Adding "BF" to the criteria argument of model_selection yields the Bayes factors. We see a decisive evidence (Jeffreys 1998) in favor of model_train.

model_selection(model_train, model_train_sparse, criteria = c("BF"))
#>                          model_train model_train_sparse
#> BF(*,model_train)                  1             < 0.01
#> BF(*,model_train_sparse)       > 100                  1


Finally, adding "pred_acc" to the criteria argument for the model_selection() function returns the share of correctly predicted choices. From the output of model_selection() above (or alternatively the one in the following) we deduce that model_train correctly predicts about 6% of the choices more than model_train_sparse:9

pred_acc(model_train, model_train_sparse)
#> [1] 0.6954592 0.6336634


Akaike, H. 1974. “A New Look at the Statistical Model Identification” 19.

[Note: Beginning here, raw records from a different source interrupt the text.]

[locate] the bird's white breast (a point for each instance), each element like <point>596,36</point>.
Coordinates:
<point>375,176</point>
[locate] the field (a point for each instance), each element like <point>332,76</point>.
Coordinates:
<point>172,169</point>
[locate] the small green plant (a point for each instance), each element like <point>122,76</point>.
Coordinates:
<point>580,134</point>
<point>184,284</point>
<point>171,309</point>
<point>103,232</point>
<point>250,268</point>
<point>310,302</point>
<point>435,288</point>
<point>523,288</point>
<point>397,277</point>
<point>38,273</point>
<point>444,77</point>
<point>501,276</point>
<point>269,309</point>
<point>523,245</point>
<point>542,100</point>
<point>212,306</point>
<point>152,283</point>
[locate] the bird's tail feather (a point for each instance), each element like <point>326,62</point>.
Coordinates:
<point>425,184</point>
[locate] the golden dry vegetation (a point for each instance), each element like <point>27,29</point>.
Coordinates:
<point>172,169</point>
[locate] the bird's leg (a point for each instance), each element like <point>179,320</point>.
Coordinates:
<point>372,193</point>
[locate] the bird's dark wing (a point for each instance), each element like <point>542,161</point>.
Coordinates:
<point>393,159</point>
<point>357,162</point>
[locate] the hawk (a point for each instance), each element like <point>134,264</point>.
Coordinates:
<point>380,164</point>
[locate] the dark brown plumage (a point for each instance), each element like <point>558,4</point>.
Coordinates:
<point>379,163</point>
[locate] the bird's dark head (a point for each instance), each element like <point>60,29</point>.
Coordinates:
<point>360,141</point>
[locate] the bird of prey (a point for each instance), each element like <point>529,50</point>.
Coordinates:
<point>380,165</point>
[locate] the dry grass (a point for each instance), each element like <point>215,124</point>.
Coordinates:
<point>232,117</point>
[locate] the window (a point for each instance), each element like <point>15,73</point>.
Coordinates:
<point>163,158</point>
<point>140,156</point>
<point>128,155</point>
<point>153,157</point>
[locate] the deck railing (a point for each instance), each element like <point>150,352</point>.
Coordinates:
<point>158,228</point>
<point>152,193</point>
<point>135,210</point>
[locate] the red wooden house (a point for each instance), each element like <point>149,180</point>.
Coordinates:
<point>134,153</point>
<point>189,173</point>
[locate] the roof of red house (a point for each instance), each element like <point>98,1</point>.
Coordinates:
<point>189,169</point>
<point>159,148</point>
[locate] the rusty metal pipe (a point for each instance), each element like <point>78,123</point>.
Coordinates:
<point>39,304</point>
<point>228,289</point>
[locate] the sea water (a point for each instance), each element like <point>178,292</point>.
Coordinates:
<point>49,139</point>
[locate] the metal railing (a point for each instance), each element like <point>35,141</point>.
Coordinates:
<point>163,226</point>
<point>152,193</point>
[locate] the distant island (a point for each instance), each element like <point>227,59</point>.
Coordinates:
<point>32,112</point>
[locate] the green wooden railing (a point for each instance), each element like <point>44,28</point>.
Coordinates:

Gronau, Q. F., A. Sarafoglou, D. Matzke, A. Ly, U. Boehm, M. Marsman, D. S. Leslie, J. J. Forster, E. Wagenmakers, and H. Steingroever. 2017. “A Tutorial on Bridge Sampling.” Journal of Mathematical Psychology 81: 80–97.

Hammersley, J. M., and D. C. Handscomb. 1964. “General Principles of the Monte Carlo Method,” 50–75.

Jeffreys, Harold. 1998. The Theory of Probability. OUP Oxford.

Marin, J., and C. Robert. 2014. Bayesian essentials with R. Springer Textbooks in Statistics. Springer Verlag, New York.

McElreath, R. 2020. Statistical Rethinking: A Bayesian Course with Examples in R and Stan. 2. ed. Chapman; Hall/CRC.

Newton, M. A., and A. E. Raftery. 1994. “Approximate Bayesian Inference with the Weighted Likelihood Bootstrap.” Journal of the Royal Statistical Society: Series B (Methodological) 56 (1): 3–26.

Schwarz, G. 1978. “Estimating the Dimension of a Model.” The Annals of Statistics 6.

Watanabe, S., and M. Opper. 2010. “Asymptotic Equivalence of Bayes Cross Validation and Widely Applicable Information Criterion in Singular Learning Theory.” Journal of Machine Learning Research 11 (12).